GSK-3: Functional Insights from Cell Biology and Animal Models

doi:10.3389/fnmol.2011.00040

. 2011 Nov 16:4:40.

doi: 10.3389/fnmol.2011.00040. eCollection 2011.

GSK-3: Functional Insights from Cell Biology and Animal Models

Oksana Kaidanovich-Beilin¹, James Robert Woodgett

Affiliations

PMID: 22110425
PMCID: PMC3217193
DOI: 10.3389/fnmol.2011.00040

GSK-3: Functional Insights from Cell Biology and Animal Models

Oksana Kaidanovich-Beilin et al. Front Mol Neurosci. 2011.

. 2011 Nov 16:4:40.

doi: 10.3389/fnmol.2011.00040. eCollection 2011.

Authors

Oksana Kaidanovich-Beilin¹, James Robert Woodgett

Affiliation

¹ Samuel Lunenfeld Research Institute, Mount Sinai Hospital Toronto, ON, Canada.

PMID: 22110425
PMCID: PMC3217193
DOI: 10.3389/fnmol.2011.00040

Abstract

Glycogen synthase kinase-3 (GSK-3) is a widely expressed and highly conserved serine/threonine protein kinase encoded in mammals by two genes that generate two related proteins: GSK-3α and GSK-3β. GSK-3 is active in cells under resting conditions and is primarily regulated through inhibition or diversion of its activity.
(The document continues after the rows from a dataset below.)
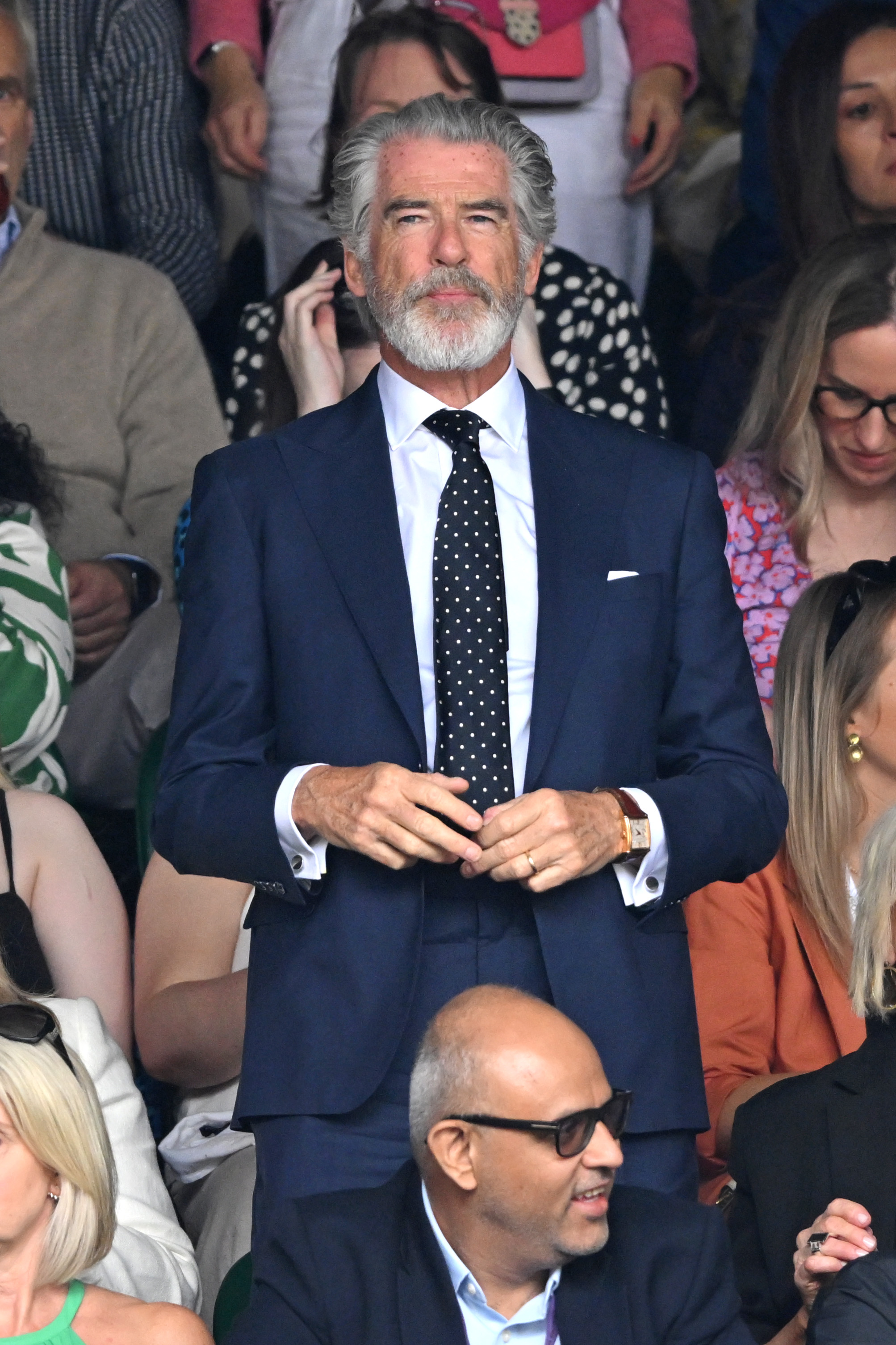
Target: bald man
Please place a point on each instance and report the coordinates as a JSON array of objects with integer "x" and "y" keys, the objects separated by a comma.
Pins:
[{"x": 502, "y": 1228}]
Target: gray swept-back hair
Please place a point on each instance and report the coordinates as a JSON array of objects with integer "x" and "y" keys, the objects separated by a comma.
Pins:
[
  {"x": 22, "y": 15},
  {"x": 465, "y": 122}
]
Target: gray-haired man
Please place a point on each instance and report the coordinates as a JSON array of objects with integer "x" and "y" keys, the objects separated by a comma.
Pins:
[{"x": 477, "y": 609}]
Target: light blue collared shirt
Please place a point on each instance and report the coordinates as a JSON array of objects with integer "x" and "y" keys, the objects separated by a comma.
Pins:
[
  {"x": 10, "y": 231},
  {"x": 486, "y": 1327}
]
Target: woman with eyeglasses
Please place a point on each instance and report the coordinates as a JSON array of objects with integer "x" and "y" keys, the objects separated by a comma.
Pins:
[
  {"x": 59, "y": 1203},
  {"x": 771, "y": 955},
  {"x": 810, "y": 486},
  {"x": 148, "y": 1254}
]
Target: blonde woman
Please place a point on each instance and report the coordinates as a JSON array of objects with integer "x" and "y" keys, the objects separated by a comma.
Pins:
[
  {"x": 57, "y": 1202},
  {"x": 771, "y": 955},
  {"x": 810, "y": 486},
  {"x": 813, "y": 1156}
]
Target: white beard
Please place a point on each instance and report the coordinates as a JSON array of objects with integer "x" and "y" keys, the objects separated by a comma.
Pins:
[{"x": 422, "y": 338}]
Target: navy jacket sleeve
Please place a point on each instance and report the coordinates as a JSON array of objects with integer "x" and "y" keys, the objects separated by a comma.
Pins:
[
  {"x": 713, "y": 755},
  {"x": 222, "y": 729}
]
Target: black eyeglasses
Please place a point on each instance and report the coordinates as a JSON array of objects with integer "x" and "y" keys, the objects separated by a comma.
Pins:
[
  {"x": 851, "y": 404},
  {"x": 33, "y": 1024},
  {"x": 572, "y": 1134}
]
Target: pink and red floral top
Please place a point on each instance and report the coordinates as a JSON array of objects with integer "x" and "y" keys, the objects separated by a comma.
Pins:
[{"x": 765, "y": 571}]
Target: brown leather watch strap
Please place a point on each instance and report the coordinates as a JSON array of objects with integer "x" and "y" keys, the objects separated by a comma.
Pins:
[{"x": 637, "y": 844}]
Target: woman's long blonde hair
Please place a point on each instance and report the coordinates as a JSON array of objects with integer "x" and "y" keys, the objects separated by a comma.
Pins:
[
  {"x": 848, "y": 286},
  {"x": 814, "y": 701},
  {"x": 874, "y": 934}
]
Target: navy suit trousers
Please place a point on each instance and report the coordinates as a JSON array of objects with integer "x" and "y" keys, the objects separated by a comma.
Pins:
[{"x": 475, "y": 933}]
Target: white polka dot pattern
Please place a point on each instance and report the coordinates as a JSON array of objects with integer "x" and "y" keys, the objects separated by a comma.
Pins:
[{"x": 470, "y": 630}]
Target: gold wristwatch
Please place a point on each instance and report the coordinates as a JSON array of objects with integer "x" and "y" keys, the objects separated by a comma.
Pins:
[{"x": 636, "y": 822}]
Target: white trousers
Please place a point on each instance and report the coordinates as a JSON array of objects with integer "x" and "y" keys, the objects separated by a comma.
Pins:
[{"x": 586, "y": 144}]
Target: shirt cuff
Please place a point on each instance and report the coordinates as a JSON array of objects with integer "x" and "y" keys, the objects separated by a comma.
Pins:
[
  {"x": 642, "y": 883},
  {"x": 307, "y": 858}
]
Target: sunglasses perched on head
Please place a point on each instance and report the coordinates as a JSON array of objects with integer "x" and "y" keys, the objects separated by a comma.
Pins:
[
  {"x": 33, "y": 1024},
  {"x": 571, "y": 1134}
]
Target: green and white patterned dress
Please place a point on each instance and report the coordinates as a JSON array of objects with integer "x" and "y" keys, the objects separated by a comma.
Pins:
[{"x": 37, "y": 653}]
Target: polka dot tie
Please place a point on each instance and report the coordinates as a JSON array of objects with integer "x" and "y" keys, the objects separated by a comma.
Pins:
[{"x": 470, "y": 626}]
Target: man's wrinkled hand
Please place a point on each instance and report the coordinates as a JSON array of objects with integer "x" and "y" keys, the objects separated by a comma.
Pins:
[
  {"x": 568, "y": 834},
  {"x": 100, "y": 603},
  {"x": 850, "y": 1236},
  {"x": 385, "y": 811}
]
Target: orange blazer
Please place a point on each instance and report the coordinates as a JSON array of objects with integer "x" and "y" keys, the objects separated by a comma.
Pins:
[{"x": 769, "y": 997}]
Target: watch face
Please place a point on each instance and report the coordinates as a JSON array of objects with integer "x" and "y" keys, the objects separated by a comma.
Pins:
[{"x": 640, "y": 834}]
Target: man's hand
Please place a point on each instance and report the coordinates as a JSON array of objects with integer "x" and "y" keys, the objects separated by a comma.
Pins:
[
  {"x": 309, "y": 342},
  {"x": 380, "y": 810},
  {"x": 568, "y": 834},
  {"x": 237, "y": 123},
  {"x": 100, "y": 601},
  {"x": 850, "y": 1236},
  {"x": 656, "y": 99}
]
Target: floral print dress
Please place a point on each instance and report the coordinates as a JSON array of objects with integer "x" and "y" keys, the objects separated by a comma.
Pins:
[{"x": 765, "y": 569}]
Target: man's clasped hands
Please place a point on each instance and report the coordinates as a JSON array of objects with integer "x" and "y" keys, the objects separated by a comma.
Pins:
[{"x": 395, "y": 815}]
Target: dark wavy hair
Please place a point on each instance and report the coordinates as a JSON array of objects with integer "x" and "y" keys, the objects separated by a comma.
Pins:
[
  {"x": 442, "y": 37},
  {"x": 813, "y": 198},
  {"x": 26, "y": 477}
]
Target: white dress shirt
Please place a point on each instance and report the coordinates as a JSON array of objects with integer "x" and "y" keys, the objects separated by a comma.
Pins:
[
  {"x": 485, "y": 1325},
  {"x": 422, "y": 464}
]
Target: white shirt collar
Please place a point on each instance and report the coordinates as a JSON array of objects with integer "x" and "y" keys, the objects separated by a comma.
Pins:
[
  {"x": 458, "y": 1271},
  {"x": 406, "y": 407}
]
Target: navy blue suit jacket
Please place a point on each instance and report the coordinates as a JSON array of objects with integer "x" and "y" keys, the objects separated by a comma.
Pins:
[
  {"x": 362, "y": 1267},
  {"x": 298, "y": 646}
]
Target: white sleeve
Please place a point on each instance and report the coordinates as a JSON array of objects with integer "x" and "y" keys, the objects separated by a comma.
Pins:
[
  {"x": 307, "y": 858},
  {"x": 644, "y": 883},
  {"x": 151, "y": 1255}
]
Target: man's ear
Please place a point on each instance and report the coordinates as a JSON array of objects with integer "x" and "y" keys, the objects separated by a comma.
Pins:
[
  {"x": 533, "y": 268},
  {"x": 354, "y": 273},
  {"x": 451, "y": 1145}
]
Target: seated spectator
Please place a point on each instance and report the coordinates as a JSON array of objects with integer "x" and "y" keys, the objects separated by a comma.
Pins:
[
  {"x": 829, "y": 139},
  {"x": 37, "y": 647},
  {"x": 150, "y": 1257},
  {"x": 59, "y": 1206},
  {"x": 63, "y": 920},
  {"x": 116, "y": 159},
  {"x": 771, "y": 955},
  {"x": 824, "y": 1142},
  {"x": 190, "y": 1009},
  {"x": 583, "y": 334},
  {"x": 498, "y": 1228},
  {"x": 100, "y": 360},
  {"x": 810, "y": 486}
]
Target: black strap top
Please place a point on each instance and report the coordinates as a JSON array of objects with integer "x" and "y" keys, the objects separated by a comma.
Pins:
[{"x": 22, "y": 954}]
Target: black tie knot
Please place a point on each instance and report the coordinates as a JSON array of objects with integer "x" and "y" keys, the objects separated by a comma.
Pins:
[{"x": 456, "y": 428}]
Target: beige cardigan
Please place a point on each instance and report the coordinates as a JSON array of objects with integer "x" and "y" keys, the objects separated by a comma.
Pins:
[{"x": 100, "y": 360}]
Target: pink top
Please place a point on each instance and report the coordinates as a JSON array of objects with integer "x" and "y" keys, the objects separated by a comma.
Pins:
[
  {"x": 658, "y": 33},
  {"x": 765, "y": 571}
]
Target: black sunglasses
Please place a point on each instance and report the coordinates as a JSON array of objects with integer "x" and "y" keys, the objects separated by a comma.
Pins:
[
  {"x": 572, "y": 1134},
  {"x": 862, "y": 579},
  {"x": 33, "y": 1024}
]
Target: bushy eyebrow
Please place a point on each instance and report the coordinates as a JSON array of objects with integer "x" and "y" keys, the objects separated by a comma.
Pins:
[{"x": 400, "y": 204}]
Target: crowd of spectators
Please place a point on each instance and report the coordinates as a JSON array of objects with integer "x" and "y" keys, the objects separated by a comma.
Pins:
[{"x": 163, "y": 1012}]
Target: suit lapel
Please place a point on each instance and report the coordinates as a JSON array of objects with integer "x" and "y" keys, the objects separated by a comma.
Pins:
[
  {"x": 579, "y": 497},
  {"x": 346, "y": 493},
  {"x": 428, "y": 1309},
  {"x": 591, "y": 1304}
]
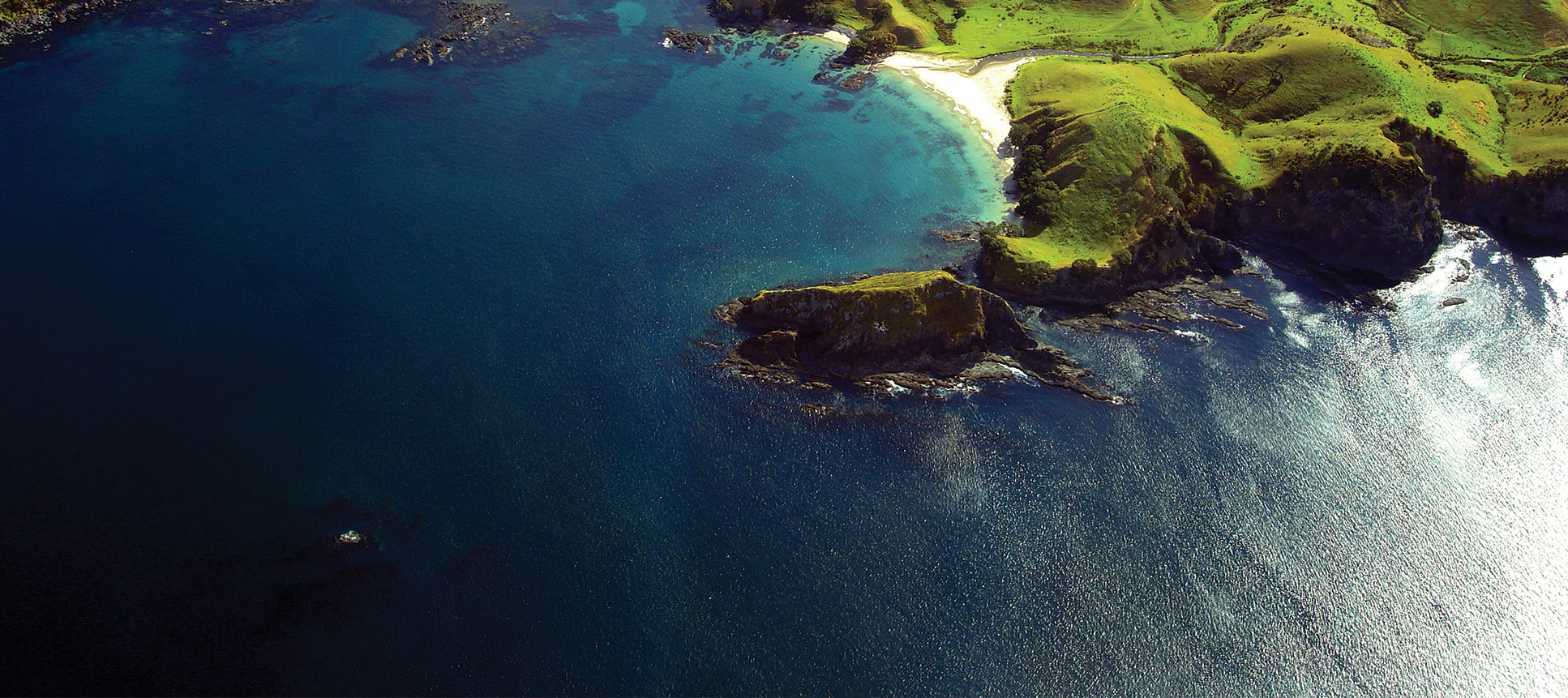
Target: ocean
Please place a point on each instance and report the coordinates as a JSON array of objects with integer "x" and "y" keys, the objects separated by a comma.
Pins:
[{"x": 325, "y": 374}]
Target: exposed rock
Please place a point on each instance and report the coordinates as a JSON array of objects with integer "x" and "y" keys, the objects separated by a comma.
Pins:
[
  {"x": 921, "y": 332},
  {"x": 1165, "y": 305},
  {"x": 1170, "y": 250},
  {"x": 1529, "y": 208},
  {"x": 471, "y": 33},
  {"x": 692, "y": 41},
  {"x": 829, "y": 413},
  {"x": 1354, "y": 211}
]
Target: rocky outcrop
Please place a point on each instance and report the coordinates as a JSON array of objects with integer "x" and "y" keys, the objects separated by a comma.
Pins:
[
  {"x": 1531, "y": 208},
  {"x": 1356, "y": 212},
  {"x": 1168, "y": 251},
  {"x": 471, "y": 33},
  {"x": 903, "y": 332}
]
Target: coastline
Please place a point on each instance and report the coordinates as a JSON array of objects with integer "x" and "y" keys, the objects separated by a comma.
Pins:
[{"x": 975, "y": 93}]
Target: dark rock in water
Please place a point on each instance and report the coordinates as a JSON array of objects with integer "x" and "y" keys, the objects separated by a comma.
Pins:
[
  {"x": 1529, "y": 208},
  {"x": 1165, "y": 305},
  {"x": 855, "y": 82},
  {"x": 827, "y": 413},
  {"x": 919, "y": 332},
  {"x": 471, "y": 33},
  {"x": 696, "y": 43},
  {"x": 1168, "y": 251}
]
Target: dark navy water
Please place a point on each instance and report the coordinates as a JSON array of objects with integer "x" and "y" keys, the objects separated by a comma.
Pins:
[{"x": 261, "y": 290}]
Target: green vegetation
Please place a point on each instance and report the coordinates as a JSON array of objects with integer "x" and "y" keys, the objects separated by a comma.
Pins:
[
  {"x": 913, "y": 311},
  {"x": 1109, "y": 148}
]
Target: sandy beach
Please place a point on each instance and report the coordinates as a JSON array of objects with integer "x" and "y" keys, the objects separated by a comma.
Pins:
[{"x": 977, "y": 95}]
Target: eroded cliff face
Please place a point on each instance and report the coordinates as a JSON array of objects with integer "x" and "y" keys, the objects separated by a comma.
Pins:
[
  {"x": 1352, "y": 211},
  {"x": 908, "y": 330},
  {"x": 1531, "y": 208}
]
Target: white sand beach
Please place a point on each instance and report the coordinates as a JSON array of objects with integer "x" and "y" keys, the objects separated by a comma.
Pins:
[{"x": 979, "y": 96}]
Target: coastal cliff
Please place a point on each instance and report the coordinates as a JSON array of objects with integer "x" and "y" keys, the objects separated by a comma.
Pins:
[
  {"x": 1349, "y": 209},
  {"x": 1529, "y": 206}
]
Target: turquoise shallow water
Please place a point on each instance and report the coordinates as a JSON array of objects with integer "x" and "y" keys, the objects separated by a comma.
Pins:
[{"x": 262, "y": 290}]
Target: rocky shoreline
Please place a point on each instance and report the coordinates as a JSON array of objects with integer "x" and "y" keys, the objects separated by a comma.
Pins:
[{"x": 903, "y": 333}]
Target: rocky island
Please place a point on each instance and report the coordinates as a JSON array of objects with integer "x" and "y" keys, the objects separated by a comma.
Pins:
[{"x": 916, "y": 332}]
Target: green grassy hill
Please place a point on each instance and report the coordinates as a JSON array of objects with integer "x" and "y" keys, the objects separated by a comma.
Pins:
[{"x": 1109, "y": 148}]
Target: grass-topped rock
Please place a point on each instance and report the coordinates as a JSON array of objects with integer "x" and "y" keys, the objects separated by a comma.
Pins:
[
  {"x": 1327, "y": 135},
  {"x": 908, "y": 330}
]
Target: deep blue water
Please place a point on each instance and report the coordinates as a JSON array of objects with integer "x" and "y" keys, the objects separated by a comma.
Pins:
[{"x": 261, "y": 290}]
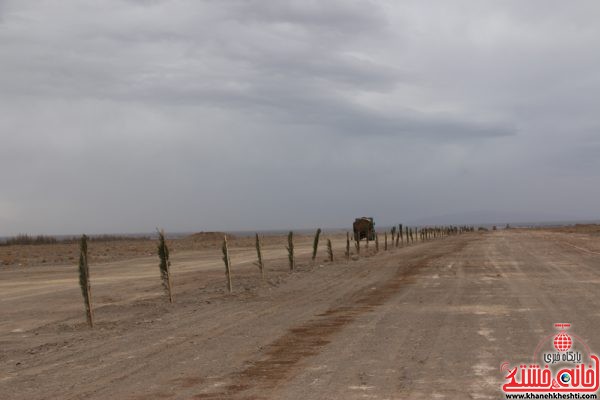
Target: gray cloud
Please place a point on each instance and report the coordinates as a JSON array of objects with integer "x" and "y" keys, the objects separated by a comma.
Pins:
[{"x": 255, "y": 114}]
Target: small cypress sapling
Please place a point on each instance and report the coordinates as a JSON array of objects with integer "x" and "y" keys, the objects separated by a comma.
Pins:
[
  {"x": 400, "y": 234},
  {"x": 347, "y": 253},
  {"x": 261, "y": 265},
  {"x": 84, "y": 280},
  {"x": 316, "y": 243},
  {"x": 165, "y": 265},
  {"x": 290, "y": 249},
  {"x": 227, "y": 261},
  {"x": 330, "y": 250}
]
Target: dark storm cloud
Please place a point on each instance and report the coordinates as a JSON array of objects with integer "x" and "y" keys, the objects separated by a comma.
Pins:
[{"x": 260, "y": 114}]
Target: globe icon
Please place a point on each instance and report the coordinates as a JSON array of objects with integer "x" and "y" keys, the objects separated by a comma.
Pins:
[{"x": 562, "y": 342}]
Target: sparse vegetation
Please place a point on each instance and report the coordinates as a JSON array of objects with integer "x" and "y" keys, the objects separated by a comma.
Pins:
[
  {"x": 84, "y": 280},
  {"x": 165, "y": 265},
  {"x": 29, "y": 240},
  {"x": 316, "y": 243},
  {"x": 259, "y": 263},
  {"x": 290, "y": 249},
  {"x": 227, "y": 261},
  {"x": 347, "y": 253}
]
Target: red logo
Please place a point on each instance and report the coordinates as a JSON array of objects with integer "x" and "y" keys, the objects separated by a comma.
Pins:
[
  {"x": 562, "y": 341},
  {"x": 563, "y": 367}
]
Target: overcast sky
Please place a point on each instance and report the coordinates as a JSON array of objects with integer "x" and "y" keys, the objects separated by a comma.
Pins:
[{"x": 124, "y": 115}]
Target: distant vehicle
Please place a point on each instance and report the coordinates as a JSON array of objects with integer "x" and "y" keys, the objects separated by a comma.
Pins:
[{"x": 364, "y": 228}]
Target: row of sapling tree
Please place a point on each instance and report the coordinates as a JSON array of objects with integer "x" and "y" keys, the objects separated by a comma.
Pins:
[{"x": 398, "y": 235}]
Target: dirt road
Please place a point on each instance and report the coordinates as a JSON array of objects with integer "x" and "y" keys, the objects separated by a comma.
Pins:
[{"x": 431, "y": 320}]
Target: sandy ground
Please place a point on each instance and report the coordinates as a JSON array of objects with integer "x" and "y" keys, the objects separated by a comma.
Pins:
[{"x": 431, "y": 320}]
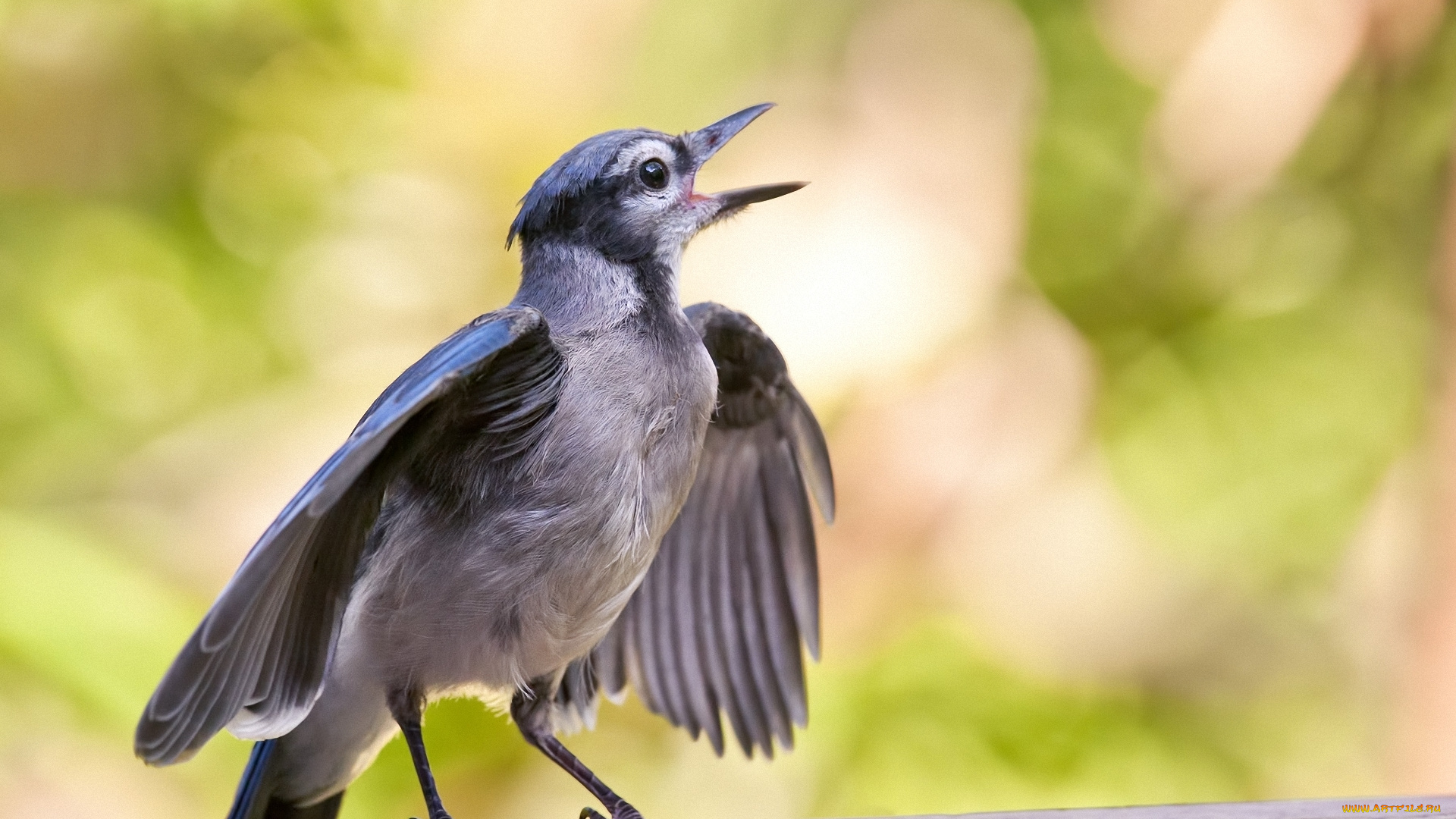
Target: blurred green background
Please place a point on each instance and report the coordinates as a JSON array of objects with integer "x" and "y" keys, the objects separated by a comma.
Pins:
[{"x": 1125, "y": 319}]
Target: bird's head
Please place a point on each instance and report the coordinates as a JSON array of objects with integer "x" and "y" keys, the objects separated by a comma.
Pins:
[{"x": 629, "y": 194}]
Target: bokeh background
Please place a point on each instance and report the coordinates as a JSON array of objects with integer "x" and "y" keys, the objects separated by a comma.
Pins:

While GSK-3 is one of the few protein kinases that can be inactivated by phosphorylation, the mechanisms of GSK-3 regulation are more varied and not fully understood. Precise control appears to be achieved by a combination of phosphorylation, localization, and sequestration by a number of GSK-3-binding proteins. GSK-3 lies downstream of several major signaling pathways including the phosphatidylinositol 3' kinase pathway, the Wnt pathway, Hedgehog signaling and Notch. Specific pools of GSK-3, which differ in intracellular localization, binding partner affinity, and relative amount are differentially sensitized to several distinct signaling pathways and these sequestration mechanisms contribute to pathway insulation and signal specificity. Dysregulation of signaling pathways involving GSK-3 is associated with the pathogenesis of numerous neurological and psychiatric disorders and there are data suggesting GSK-3 isoform-selective roles in several of these. Here, we review the current knowledge of GSK-3 regulation and targets and discuss the various animal models that have been employed to dissect the functions of GSK-3 in brain development and function through the use of conventional or conditional knockout mice as well as transgenic mice. These studies have revealed fundamental roles for these protein kinases in memory, behavior, and neuronal fate determination and provide insights into possible therapeutic interventions.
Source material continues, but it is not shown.